Chabazite crystallizes in the triclinic crystal system with typically rhombohedral shaped crystals that are pseudo-cubic. The crystals are typically twinned, and both contact twinning and penetration twinning may be observed. They may be colorless, white, orange, brown, pink, green, or yellow. The hardness ranges from 3 to 5 and the specific gravity from 2.0 to 2.2. The luster is vitreous.

It was named chabasie in 1792 by Bosc d'Antic and later changed to the current spelling.

Chabazite occurs most commonly in voids and amygdules in basaltic rocks.

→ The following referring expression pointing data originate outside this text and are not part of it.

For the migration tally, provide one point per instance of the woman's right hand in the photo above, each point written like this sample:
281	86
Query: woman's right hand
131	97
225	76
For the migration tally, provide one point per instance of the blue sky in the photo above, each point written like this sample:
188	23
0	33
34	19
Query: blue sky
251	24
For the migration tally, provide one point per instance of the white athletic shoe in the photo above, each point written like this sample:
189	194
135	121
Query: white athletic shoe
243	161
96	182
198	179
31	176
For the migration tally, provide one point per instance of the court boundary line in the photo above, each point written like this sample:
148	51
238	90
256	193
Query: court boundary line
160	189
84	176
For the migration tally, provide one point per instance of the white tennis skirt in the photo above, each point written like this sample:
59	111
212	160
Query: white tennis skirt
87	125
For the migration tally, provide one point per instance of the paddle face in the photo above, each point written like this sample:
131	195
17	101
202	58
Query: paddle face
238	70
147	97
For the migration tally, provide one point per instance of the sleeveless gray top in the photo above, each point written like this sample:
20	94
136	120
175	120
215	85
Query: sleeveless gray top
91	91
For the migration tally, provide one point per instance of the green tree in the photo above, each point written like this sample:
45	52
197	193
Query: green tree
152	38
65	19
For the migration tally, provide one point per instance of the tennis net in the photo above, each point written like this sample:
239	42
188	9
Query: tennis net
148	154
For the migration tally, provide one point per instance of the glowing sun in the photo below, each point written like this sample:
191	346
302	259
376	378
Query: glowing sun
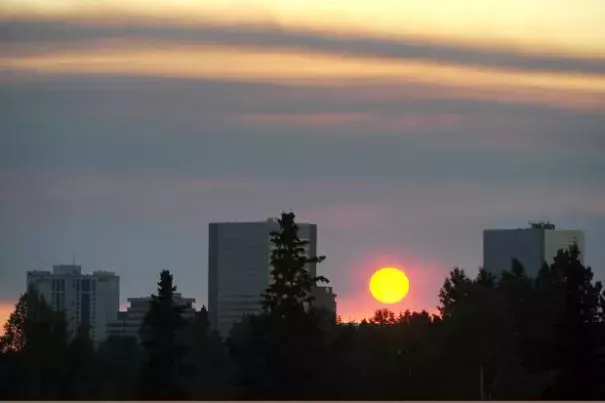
389	285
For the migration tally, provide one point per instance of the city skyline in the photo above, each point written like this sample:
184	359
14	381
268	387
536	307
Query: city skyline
563	238
127	126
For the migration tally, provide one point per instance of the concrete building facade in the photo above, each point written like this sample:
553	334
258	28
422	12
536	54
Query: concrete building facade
86	299
129	322
530	246
239	268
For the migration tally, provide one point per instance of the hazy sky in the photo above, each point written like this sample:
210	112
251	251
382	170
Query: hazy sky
402	128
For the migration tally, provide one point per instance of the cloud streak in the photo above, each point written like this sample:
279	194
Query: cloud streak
27	36
570	27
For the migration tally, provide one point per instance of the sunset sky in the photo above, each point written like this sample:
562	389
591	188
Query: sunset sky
403	128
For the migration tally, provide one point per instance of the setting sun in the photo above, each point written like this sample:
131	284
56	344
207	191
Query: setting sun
389	285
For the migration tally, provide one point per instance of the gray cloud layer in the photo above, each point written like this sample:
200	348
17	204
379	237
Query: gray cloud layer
23	36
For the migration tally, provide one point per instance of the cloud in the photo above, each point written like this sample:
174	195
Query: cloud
568	28
22	37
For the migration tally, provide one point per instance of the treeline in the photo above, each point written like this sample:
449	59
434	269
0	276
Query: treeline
502	338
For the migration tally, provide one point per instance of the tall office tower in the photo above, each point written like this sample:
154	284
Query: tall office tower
129	322
88	299
239	268
530	246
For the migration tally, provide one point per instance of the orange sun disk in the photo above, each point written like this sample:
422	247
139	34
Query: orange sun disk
389	285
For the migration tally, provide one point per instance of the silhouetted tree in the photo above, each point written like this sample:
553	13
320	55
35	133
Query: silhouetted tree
289	292
577	302
162	368
209	360
283	346
35	337
80	366
118	361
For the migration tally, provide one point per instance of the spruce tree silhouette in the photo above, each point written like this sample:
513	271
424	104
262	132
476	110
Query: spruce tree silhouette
162	369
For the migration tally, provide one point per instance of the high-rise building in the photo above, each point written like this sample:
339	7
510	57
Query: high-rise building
86	299
129	322
239	268
530	246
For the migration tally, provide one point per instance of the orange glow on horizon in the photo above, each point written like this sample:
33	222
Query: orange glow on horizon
356	303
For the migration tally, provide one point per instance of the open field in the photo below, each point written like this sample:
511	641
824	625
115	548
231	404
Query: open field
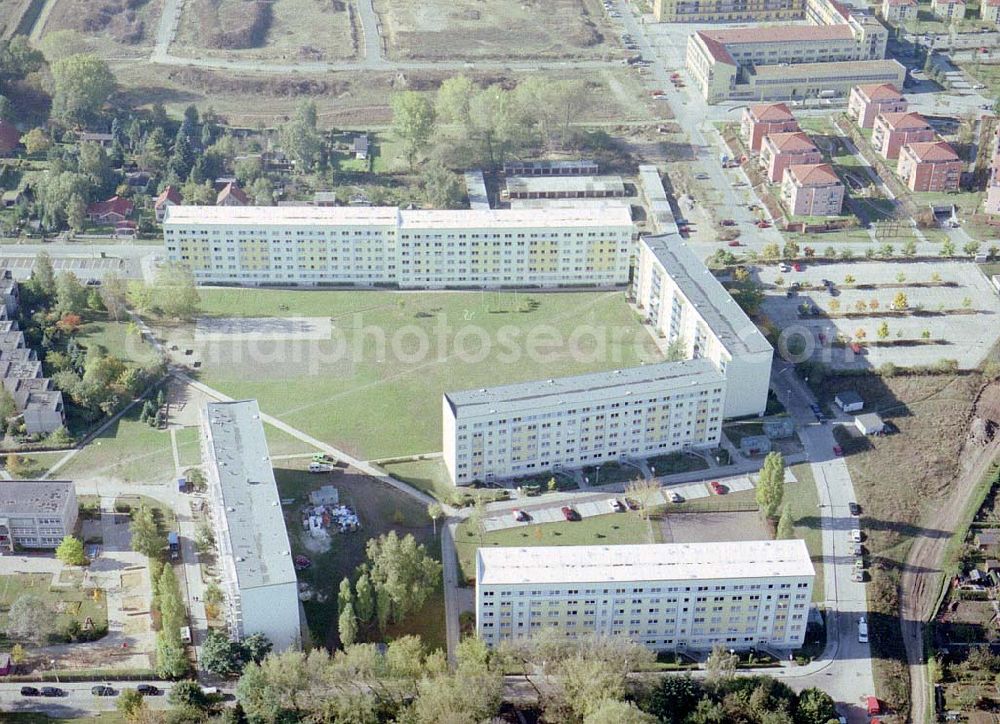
67	603
380	508
310	30
430	29
375	388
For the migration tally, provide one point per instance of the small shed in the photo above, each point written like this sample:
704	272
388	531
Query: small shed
869	423
849	401
755	445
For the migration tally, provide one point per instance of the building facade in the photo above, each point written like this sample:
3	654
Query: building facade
687	306
867	101
763	119
386	246
782	150
812	190
894	130
258	577
36	513
931	166
571	422
667	597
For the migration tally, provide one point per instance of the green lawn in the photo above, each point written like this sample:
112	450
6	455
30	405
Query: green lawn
128	450
68	601
376	388
611	529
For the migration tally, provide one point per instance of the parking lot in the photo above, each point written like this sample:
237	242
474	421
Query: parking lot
951	312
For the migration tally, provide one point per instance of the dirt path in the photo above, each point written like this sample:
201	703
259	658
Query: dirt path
921	583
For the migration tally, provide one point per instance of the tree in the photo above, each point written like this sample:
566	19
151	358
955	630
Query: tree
146	536
771	484
82	84
815	707
70	551
347	625
29	619
721	665
442	188
412	122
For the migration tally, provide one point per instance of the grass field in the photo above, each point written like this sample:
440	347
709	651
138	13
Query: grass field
67	603
611	529
378	393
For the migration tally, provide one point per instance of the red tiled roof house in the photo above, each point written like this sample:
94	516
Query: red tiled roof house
764	119
867	101
929	166
781	150
812	190
893	130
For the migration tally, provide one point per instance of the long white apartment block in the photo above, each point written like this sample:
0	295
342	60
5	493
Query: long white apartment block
668	597
686	304
258	575
387	246
522	429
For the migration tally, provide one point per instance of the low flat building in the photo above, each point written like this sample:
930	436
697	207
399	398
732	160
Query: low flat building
894	130
867	101
570	422
782	150
950	10
764	119
812	190
562	187
258	575
36	513
667	597
899	12
931	166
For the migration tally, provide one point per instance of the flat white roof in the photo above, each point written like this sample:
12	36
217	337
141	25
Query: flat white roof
727	560
654	379
251	504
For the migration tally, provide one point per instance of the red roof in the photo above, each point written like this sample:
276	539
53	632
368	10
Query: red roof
169	194
773	112
813	174
114	205
10	137
932	151
790	142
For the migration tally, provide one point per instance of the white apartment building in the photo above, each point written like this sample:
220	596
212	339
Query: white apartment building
386	246
258	576
36	513
668	597
521	429
686	304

Chabazite is found in India, Iceland, the Faroe Islands, the Giants Causeway in Northern Ireland, Bohemia, Italy, Germany, along the Bay of Fundy in Nova Scotia, Oregon, Arizona, and New Jersey.

== Synthetic chabazite ==
Many different materials that are isostructural with the chabazite mineral have been synthesized in laboratories. SSZ-13 is a CHA type zeolite with an Si/Al ratio of 14. This is a composition not found in nature.